To get the goats to that point, Harris said they were first captured using tranquilizer darts and nets shot out of a helicopter, then sedated and hydrated using an IV. The goats are also checked by veterinarians and their sex, age and weight are documented.

Fish & Wildlife and area tribes are collaring as many of the relocated goats as possible in order to track their movements and gain insight into their survival.

Stillaguamish Tribe of Indians wildlife biologist Jennifer Sevigny said the collars being used should last about 11 years and record location data once a day. The collars will also alert biologists if a collar has been inactive for 18 hours, which likely means the animal wearing it has died.

"We will know after these guys are released whether they survive or not," she said.

Those monitoring the collar data will also see whether those that survive stay in the groups they were released with and where in the North Cascades they travel.
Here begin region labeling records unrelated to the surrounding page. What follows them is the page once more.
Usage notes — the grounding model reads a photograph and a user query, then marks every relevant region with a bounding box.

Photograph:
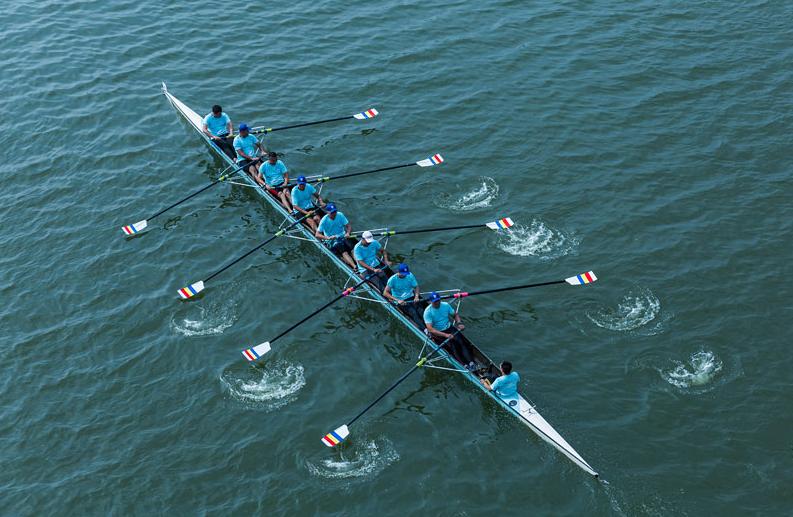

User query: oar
[251,108,378,135]
[322,330,459,447]
[322,271,597,447]
[179,210,314,300]
[121,160,260,236]
[350,217,515,237]
[242,273,375,361]
[434,271,597,300]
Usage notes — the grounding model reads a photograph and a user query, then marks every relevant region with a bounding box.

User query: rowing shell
[162,83,598,477]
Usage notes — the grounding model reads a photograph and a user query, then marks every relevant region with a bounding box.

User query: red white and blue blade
[179,281,204,300]
[564,271,597,285]
[487,217,515,230]
[416,154,443,167]
[242,341,270,362]
[322,425,350,447]
[353,108,378,120]
[121,219,148,235]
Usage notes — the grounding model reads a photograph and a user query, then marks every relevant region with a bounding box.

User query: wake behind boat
[159,83,598,477]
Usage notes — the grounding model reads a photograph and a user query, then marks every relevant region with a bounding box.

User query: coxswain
[292,176,325,231]
[481,361,520,399]
[234,122,267,186]
[201,104,237,160]
[424,291,475,371]
[259,151,292,212]
[314,203,355,269]
[352,230,391,292]
[383,264,423,325]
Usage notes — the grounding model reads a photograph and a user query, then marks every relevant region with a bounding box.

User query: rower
[234,122,267,185]
[352,230,391,292]
[201,104,237,160]
[314,203,355,269]
[481,361,520,399]
[259,151,292,211]
[383,264,423,325]
[292,176,325,231]
[424,291,476,371]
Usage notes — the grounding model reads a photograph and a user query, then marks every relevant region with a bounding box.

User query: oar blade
[416,154,443,167]
[564,271,597,285]
[242,341,271,362]
[121,219,149,237]
[322,425,350,447]
[353,108,379,120]
[178,280,204,300]
[487,217,515,231]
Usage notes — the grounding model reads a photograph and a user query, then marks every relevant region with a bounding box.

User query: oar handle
[251,115,355,134]
[204,211,313,282]
[347,329,460,426]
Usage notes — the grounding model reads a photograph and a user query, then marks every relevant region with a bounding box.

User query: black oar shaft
[270,275,372,343]
[381,224,484,235]
[147,180,223,221]
[347,330,459,426]
[204,212,312,282]
[255,115,355,133]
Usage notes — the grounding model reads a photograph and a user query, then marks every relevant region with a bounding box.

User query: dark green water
[0,0,793,515]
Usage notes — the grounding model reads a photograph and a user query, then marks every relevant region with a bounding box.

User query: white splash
[498,219,578,260]
[220,362,306,411]
[586,288,661,331]
[171,300,237,337]
[306,439,399,479]
[659,350,722,389]
[435,176,498,212]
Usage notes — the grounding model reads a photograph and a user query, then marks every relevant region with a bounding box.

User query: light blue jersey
[352,240,383,273]
[491,372,520,399]
[292,183,317,210]
[424,302,454,332]
[386,273,419,300]
[317,212,349,237]
[259,160,287,187]
[234,133,259,161]
[204,111,231,136]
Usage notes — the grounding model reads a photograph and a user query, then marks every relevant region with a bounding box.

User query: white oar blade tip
[178,281,204,300]
[242,341,271,362]
[564,271,597,285]
[486,217,515,231]
[322,425,350,447]
[353,108,380,120]
[416,154,443,167]
[121,219,149,236]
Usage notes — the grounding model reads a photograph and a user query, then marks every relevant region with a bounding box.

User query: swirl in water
[660,350,722,389]
[586,288,661,331]
[435,176,498,212]
[498,219,578,260]
[220,362,306,411]
[171,300,237,337]
[306,439,399,479]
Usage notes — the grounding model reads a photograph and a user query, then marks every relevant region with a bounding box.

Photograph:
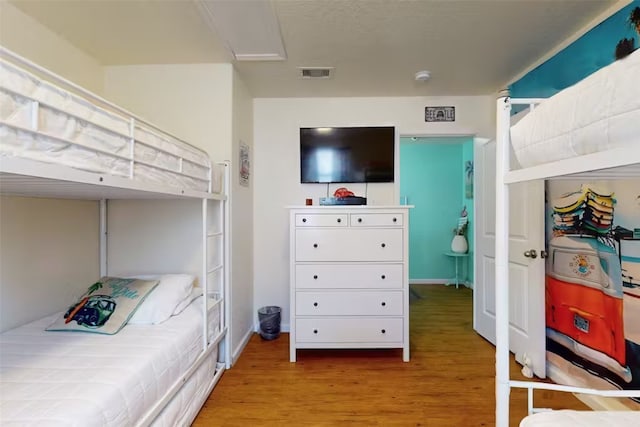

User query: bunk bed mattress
[0,298,220,426]
[520,410,640,427]
[0,61,221,192]
[511,50,640,168]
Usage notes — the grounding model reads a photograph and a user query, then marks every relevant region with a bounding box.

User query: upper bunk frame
[0,46,231,425]
[495,96,640,427]
[0,46,226,200]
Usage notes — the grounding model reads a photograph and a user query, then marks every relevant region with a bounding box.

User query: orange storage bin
[546,276,626,366]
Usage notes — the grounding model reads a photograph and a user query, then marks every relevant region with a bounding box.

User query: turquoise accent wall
[400,137,473,280]
[461,140,475,283]
[509,0,640,98]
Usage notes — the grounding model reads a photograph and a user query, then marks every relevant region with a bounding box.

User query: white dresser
[290,206,410,362]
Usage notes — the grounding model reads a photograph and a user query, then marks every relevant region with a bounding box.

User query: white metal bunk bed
[495,51,640,427]
[0,47,231,425]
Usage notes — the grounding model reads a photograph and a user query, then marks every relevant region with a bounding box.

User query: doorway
[400,136,474,287]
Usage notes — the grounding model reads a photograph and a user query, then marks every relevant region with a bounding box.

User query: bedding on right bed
[520,410,640,427]
[511,49,640,168]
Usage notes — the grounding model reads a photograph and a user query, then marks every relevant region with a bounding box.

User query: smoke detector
[298,67,334,79]
[415,70,431,82]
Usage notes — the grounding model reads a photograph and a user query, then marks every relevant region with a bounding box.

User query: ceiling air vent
[298,67,333,79]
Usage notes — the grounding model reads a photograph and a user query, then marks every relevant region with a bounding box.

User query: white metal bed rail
[0,46,213,192]
[509,381,640,415]
[0,45,206,160]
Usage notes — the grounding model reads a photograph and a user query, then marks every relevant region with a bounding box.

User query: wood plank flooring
[194,285,587,427]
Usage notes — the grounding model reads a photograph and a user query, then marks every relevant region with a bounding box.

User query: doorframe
[394,132,476,288]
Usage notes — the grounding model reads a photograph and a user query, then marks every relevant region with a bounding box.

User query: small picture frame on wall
[424,107,456,122]
[238,142,251,187]
[464,160,473,199]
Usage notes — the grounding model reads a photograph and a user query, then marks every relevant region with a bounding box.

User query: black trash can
[258,305,282,340]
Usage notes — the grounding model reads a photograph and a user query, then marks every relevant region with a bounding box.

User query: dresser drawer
[296,214,349,227]
[349,213,404,227]
[296,317,402,343]
[295,228,403,262]
[296,291,403,316]
[295,264,403,289]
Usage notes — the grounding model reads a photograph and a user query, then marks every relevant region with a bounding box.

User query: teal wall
[509,0,640,98]
[460,139,475,283]
[400,137,473,280]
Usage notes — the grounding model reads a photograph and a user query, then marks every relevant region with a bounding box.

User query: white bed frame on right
[495,97,640,427]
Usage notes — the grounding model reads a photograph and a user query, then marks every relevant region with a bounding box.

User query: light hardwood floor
[194,285,587,427]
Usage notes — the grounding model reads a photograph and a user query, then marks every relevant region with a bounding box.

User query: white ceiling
[12,0,625,97]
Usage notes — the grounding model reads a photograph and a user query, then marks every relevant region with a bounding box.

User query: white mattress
[520,410,640,427]
[511,50,640,168]
[0,60,222,193]
[0,298,220,426]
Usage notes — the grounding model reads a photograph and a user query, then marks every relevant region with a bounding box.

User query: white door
[473,141,546,378]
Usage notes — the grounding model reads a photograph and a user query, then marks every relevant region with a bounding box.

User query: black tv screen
[300,126,395,183]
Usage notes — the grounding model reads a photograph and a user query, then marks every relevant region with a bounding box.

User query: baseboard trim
[409,279,451,285]
[253,322,291,334]
[231,328,253,366]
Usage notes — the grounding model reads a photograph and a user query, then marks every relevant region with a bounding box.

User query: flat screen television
[300,126,395,183]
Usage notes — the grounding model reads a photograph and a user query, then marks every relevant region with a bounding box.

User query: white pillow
[172,286,202,316]
[128,274,196,325]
"We ideally would like them to recolonize their historic range ... and we would like to know, if they do re-establish, where," Sevigny said.

Bringing goats from the Olympics to the North Cascades has been many years in the making, and those involved Wednesday said they were excited to see the relocations happening, despite hiccups in their plans.

"Getting the goats together in the Olympics, getting them here, this effort you see, there's a lot of coordination," said Peter Forbes, Darrington district ranger for the Mount Baker-Snoqualmie National Forest. "That's just the nature of the beast. It's exciting as a land manager to see this come together."

The idea behind the move is to take goats from the Olympic region where they have become problematic and put them in the North Cascades region where populations have declined and become fragmented by developments such as roads. 

The goats’ instinct to find salt means they are drawn to sweat, urine and food associated with humans and sometimes follow or aggressively approach hikers in the Olympics, where there are no natural sources of salt.

The plan is to drive, ferry and fly as many as 360 mountain goats from the Olympics to new homes in the North Cascades, where there are natural sources of salt.

"It's going to help Olympic National Park and it's going to help restore goats in this part of the world," Harris said.